Member of the Washington House of Representatives from the 7th district
- In office January 10, 2005 – January 13, 2025
- Preceded by: Cathy McMorris Rodgers
- Succeeded by: Hunter Abell

Personal details
- Born: Joel Andrew Kretz January 7, 1957 (age 69) Seattle, Washington, U.S.
- Party: Republican
- Spouse(s): Sara Kretz (divorced); Lucka Kretz
- Children: 1
- Alma mater: Green River College (attended), Olympic College (attended)
- Occupation: Rancher, Politician
- Website: Official

= Joel Kretz =

American politician

Joel Andrew Kretz (born January 7, 1957) is an American politician of the Republican Party. He is a former member of the Washington House of Representatives, representing the 7th Legislative District.

== Early life ==
Kretz was born in Seattle, Washington to Marjory and Vincent Kretz.

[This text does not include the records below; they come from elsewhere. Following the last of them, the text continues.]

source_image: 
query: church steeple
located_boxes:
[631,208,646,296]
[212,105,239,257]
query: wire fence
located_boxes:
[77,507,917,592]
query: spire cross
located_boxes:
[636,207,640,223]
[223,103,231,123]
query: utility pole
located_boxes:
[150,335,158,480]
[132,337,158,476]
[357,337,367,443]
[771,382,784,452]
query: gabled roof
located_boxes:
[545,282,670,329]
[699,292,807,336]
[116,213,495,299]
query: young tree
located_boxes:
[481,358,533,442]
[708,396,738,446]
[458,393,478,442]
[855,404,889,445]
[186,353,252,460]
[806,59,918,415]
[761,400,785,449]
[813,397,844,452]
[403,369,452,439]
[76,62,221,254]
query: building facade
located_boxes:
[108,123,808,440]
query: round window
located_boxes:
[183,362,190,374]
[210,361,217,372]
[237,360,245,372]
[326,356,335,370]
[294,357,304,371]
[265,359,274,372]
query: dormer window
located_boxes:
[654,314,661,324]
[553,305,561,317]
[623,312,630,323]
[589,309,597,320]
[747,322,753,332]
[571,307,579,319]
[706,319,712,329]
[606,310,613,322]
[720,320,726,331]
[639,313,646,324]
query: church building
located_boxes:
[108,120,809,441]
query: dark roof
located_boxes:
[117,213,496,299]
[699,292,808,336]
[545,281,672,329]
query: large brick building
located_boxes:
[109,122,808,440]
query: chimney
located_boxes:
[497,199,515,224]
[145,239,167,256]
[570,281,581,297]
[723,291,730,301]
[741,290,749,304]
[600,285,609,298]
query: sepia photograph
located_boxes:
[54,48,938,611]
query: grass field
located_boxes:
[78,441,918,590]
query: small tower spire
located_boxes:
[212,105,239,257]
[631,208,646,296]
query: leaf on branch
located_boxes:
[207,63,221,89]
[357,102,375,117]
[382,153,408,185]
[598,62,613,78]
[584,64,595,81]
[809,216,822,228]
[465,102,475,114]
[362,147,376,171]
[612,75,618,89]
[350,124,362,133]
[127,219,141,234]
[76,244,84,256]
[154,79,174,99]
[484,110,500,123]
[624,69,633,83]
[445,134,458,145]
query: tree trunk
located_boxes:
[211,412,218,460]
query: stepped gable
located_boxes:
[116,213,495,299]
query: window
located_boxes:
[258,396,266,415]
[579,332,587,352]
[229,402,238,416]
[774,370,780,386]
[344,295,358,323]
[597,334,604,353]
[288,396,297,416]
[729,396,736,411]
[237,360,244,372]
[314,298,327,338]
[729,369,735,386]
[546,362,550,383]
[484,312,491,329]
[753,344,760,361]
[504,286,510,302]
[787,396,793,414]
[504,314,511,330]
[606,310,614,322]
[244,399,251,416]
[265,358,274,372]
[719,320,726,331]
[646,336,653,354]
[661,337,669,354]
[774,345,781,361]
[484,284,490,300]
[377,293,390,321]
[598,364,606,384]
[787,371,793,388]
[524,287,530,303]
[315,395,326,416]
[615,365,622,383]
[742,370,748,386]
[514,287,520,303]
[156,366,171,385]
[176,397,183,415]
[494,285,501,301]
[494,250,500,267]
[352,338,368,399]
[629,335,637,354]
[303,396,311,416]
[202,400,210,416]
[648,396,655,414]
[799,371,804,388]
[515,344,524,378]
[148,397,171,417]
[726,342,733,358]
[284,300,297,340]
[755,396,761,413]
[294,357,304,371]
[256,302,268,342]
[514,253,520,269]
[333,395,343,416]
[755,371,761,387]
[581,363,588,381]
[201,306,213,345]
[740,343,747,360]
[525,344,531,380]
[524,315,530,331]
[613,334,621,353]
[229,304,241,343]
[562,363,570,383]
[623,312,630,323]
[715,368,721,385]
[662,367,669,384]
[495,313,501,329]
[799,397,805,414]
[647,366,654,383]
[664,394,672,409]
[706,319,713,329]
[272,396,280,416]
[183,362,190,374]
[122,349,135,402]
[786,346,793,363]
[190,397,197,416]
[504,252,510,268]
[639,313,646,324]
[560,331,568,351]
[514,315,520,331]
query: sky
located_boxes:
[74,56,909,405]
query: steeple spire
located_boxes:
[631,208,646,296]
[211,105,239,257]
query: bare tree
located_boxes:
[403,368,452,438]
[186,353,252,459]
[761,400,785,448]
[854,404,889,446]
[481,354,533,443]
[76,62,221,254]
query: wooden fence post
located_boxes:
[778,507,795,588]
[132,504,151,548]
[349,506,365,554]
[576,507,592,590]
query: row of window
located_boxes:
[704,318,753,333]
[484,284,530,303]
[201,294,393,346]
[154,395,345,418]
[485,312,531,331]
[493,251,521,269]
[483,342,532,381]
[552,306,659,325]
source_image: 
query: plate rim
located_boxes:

He graduated from Mercer Island High School.

== Career ==
Kretz is a cowboy.

Kretz was elected to the Washington House of Representatives in 2004. He served as the Republican deputy leader from late 2008 until April 2023.

== Personal life ==
Kretz is married to Lucka Kretz, who is from Bohemia. He has one son, Jed, as well as two grandchildren. Kretz lives in Wauconda, Washington, where he owns and operates the Promised Land Ranch.

== Awards ==
- 2014 Guardians of Small Business award. Presented by NFIB.
- 2020 Guardians of Small Business. Presented by NFIB.